Four years after this prediction, FortuneBusinessInsight.com reported:
The Global Learning Management System market size was USD 10.84 billion in 2020. The global impact of Covid-19 has been unprecedented and staggering, with LMS witnessing a positive demand shock across all regions amid the pandemic. Based on our analysis the global market exhibited a significant growth of 23.8% in 2020 as compared to the year-on-year growth during 2017–2019. The market is projected to grow from 13.38 billion USD to 44.48 billion USD in 2028 at a CAGR of 18.7% in the 2021–28 period. The change in CAGR is attributable to this market’s demand & growth, returning to pre-pandemic levels once the pandemic is over.
The statistics confirm that even after the death verdict, the LMS demonstrated resilience against the market opinion and transformed itself in terms of features, functionalities, and technologies. Rapidly, it developed and embraced new technologies like artificial intelligence, big data, and consumer-level user-friendliness to maintain its supremacy. The modern LMS has adapted itself to create personalized learning paths for employees, AI-based suggestions to increase learning uptake, and most importantly, it created a collaborative environment for learning, even in a virtual space.
With the growing technology, management processes, and performance expectations, the need for new knowledge, skills, and even human behavior has evolved. Organizations cannot compete in this business by using old styles of work; it dawned this realization upon not only large corporations but also medium and small-sized companies. Most organizations have a growing need to empower their employees, customers, partners, and freelancers with knowledge, and in this age of information boom, they need a better system every second year to keep up.
In an article that came out in 2011, Ellen Behrens predicted that instead of the LMS dying out, it will significantly change in the years to come—most likely to continue including successful ways of providing access to learning across the world, smart ways to measure it, and last, implementations of social features that allow both association members and non-members (learners) to interact and connect.
There was a time when L&D specialists, analysts, and learners complained about the LMS gradually turning into a tedious and irrelevant application. However, the LMS providers did not fail to take notice of these complaints. According to Mr. Ankush Jagga, Business Head of Products & Growth at G-Cube: “We have served millions of learners in last 20 years and we have been constantly conducting surveys among the learners and the training providers to figure out what is needed and what needs to be eliminated from the LMS. So, at the end of the day, learners get a fantastic experience. Every quarter, we release new version of our LMS on the basis of the surveys and the opinion leader’s thought.”

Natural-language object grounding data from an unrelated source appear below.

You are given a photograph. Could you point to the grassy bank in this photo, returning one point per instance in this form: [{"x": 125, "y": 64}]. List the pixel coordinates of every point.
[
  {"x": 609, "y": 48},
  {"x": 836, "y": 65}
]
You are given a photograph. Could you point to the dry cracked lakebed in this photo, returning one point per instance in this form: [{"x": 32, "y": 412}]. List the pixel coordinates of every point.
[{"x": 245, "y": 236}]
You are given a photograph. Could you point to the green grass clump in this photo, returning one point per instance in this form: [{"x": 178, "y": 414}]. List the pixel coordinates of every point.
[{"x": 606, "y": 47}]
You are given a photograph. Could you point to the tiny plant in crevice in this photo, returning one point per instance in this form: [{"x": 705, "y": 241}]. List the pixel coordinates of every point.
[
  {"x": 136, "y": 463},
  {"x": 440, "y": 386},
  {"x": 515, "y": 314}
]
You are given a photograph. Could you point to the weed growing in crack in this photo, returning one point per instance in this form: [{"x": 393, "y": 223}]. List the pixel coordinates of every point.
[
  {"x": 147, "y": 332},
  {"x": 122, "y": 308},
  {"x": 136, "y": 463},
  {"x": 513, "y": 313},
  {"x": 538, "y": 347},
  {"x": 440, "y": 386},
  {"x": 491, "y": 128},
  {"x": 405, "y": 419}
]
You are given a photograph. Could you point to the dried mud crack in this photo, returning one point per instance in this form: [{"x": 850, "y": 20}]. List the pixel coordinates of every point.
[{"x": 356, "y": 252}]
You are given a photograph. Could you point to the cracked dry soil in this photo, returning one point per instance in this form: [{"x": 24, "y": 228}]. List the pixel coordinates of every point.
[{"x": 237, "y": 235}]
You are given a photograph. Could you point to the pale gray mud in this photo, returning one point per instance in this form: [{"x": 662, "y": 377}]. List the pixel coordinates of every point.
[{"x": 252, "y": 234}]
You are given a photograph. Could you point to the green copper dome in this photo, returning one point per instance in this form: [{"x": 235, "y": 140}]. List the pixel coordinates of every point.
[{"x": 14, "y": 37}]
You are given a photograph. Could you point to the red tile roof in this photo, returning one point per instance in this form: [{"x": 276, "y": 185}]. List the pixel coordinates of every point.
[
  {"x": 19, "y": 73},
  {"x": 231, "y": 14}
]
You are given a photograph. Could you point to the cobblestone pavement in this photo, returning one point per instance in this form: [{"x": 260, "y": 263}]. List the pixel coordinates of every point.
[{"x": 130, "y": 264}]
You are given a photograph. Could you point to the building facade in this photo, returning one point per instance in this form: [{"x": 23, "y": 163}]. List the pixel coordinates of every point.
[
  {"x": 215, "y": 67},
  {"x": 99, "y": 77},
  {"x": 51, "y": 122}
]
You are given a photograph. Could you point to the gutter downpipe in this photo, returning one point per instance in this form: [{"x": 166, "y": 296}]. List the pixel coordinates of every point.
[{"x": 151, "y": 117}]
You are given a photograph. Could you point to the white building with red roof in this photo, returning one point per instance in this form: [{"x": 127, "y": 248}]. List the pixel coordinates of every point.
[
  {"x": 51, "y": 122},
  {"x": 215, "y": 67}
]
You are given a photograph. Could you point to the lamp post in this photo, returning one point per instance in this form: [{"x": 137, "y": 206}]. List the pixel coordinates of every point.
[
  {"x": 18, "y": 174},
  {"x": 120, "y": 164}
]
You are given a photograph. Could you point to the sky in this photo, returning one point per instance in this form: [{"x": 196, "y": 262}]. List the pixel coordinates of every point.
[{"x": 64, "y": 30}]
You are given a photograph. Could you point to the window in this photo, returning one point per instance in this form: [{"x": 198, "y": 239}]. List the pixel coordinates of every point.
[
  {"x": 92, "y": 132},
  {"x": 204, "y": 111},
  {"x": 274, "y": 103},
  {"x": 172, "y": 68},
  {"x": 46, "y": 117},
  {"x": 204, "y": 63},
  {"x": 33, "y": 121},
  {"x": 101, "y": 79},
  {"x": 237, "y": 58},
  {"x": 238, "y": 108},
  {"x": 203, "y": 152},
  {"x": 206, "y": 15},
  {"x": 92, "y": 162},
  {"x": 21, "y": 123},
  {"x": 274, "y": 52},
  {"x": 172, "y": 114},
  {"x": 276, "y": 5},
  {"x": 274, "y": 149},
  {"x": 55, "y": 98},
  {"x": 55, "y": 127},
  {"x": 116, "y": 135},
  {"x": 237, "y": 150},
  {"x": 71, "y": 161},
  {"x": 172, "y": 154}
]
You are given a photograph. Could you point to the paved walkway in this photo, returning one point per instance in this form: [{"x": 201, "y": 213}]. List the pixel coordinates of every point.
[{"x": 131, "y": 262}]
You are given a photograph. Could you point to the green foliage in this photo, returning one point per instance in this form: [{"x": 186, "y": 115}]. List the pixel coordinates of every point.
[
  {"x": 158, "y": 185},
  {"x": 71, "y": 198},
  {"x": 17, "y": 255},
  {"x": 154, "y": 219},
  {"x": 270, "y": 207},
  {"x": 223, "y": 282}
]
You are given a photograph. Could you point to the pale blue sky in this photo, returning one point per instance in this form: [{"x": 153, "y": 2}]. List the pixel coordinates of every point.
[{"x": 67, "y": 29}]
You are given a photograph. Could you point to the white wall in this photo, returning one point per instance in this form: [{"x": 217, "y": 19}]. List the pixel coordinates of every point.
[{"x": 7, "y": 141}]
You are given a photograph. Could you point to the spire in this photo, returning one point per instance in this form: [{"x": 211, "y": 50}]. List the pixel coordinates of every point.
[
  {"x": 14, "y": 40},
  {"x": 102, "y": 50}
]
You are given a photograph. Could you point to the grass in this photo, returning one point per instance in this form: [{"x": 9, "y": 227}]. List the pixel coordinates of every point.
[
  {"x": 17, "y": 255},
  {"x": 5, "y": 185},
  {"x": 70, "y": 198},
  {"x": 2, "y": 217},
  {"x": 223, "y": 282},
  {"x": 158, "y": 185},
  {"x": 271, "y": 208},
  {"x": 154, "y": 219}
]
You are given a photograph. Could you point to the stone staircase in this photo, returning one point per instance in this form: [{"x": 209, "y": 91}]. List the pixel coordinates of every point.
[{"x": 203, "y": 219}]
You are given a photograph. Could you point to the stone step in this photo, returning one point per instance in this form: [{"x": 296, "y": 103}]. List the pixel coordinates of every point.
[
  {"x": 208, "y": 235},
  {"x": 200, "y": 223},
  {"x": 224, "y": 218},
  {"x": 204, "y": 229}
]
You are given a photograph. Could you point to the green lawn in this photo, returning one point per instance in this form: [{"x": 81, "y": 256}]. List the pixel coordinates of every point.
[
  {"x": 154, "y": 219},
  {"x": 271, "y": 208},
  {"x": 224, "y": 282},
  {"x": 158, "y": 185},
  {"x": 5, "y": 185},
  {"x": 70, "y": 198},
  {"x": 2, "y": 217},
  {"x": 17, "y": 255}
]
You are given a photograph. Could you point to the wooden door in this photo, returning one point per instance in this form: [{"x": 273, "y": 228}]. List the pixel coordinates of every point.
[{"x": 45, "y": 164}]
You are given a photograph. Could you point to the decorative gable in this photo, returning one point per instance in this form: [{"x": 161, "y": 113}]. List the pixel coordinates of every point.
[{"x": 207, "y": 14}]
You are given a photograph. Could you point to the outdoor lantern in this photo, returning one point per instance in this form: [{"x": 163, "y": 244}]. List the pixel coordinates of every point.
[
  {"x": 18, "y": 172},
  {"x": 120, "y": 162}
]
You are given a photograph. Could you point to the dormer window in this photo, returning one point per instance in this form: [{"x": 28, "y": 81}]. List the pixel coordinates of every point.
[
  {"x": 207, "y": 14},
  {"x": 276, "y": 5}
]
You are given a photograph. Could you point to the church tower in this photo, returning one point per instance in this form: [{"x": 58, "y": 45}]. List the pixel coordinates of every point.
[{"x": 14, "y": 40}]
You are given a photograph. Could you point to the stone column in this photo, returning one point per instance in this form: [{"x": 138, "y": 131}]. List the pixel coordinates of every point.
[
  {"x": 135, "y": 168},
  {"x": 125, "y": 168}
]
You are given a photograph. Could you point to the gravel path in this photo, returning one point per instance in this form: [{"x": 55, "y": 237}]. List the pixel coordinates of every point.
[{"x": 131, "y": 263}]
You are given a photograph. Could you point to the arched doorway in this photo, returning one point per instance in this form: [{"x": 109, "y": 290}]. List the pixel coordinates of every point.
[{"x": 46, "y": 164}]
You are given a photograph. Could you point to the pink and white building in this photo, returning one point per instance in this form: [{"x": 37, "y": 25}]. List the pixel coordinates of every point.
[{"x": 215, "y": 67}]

Ten years down the line, Ellen Behrens’ prediction has come true. With digitization, jobs are changing rapidly, and skills required to adapt to this change are less mechanical and more human. Corporate training has thus become less about sporadic skill development or compliance training. The modern organization demands a culture of continuous learning and upskilling for the employees. To address this need, the 21st Century LMS has thus not become a manager for training and content but, rather, a coach to motivate the learners.
Just like humankind, software and applications also evolves. They take new shapes to adapt to the environment. Darwin’s theory of the “Survival of the Fittest” applies not only to humans but also to technology. So, the LMS, just like other software—CRM, ERP, HRMS, etc., have actively listened, made changes, and remained relevant and meaningful to the organizations.